I remember a while back when I didn’t have a car due do unexpected circumstances that I began to believe God for a miracle. A part of the manifestation of that miracle was for me to start being a person who gave money away. Inevitably I received a car from a very lovely lady indeed.
Today I have a deeper revelation about what generosity is and it’s changing my life.
For the past year we have been in a situation that our finances haven’t been enough to cover our expenses and we have been vulnerable and put in a situation of helplessness. In this time I have learnt to be a receiver and have been receiving gladly. I’m not talking about being an ungratefully selfish taker but a receiver with a thankful heart.
Most of my life I have seen myself as one who is like a camel in the desert just wondering from one water hole to the next but that is not God’s plan for me!!! I am to walk in the abundance and the abundance has been showering down on me like I’ve never before experienced in my life.
Today as I went to pay for my chi latte and egg and bacon roll it had been paid for…… AGAIN!!!! This has been happening to me for the past month!!! The shower of blessing has been coming my way and I am ever grateful every time that it happens. But guess what??? I tried to do the same to at least three people today and they refused.

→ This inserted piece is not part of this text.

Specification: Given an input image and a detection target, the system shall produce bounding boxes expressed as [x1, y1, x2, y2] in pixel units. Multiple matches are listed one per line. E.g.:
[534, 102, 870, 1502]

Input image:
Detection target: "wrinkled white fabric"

What is wrong with you people????? Don’t you realise that this shower of blessing that is on my life is amazing???
This is when I suddenly realised that as a person who has been receiving at lot lately that I had to overcome much shame. I’ve had to realise The love of God and there is nothing that I can do that will make God love me any more then he does right now. I had to put aside my pride and just accept that I am a person who has needs. I also now can see that my giving has changed.
When I give now I am giving from the experience that has come upon me and I just want to share indiscriminately and joyfully. I feel that my giving is because I have been given to and I don’t have any bragging rights with that.
Anyway, I haven’t had time to really mull this thought over but I know that I’m on to something…….just learn to receive as I believe that it will make you a much more compassionate giver…amen.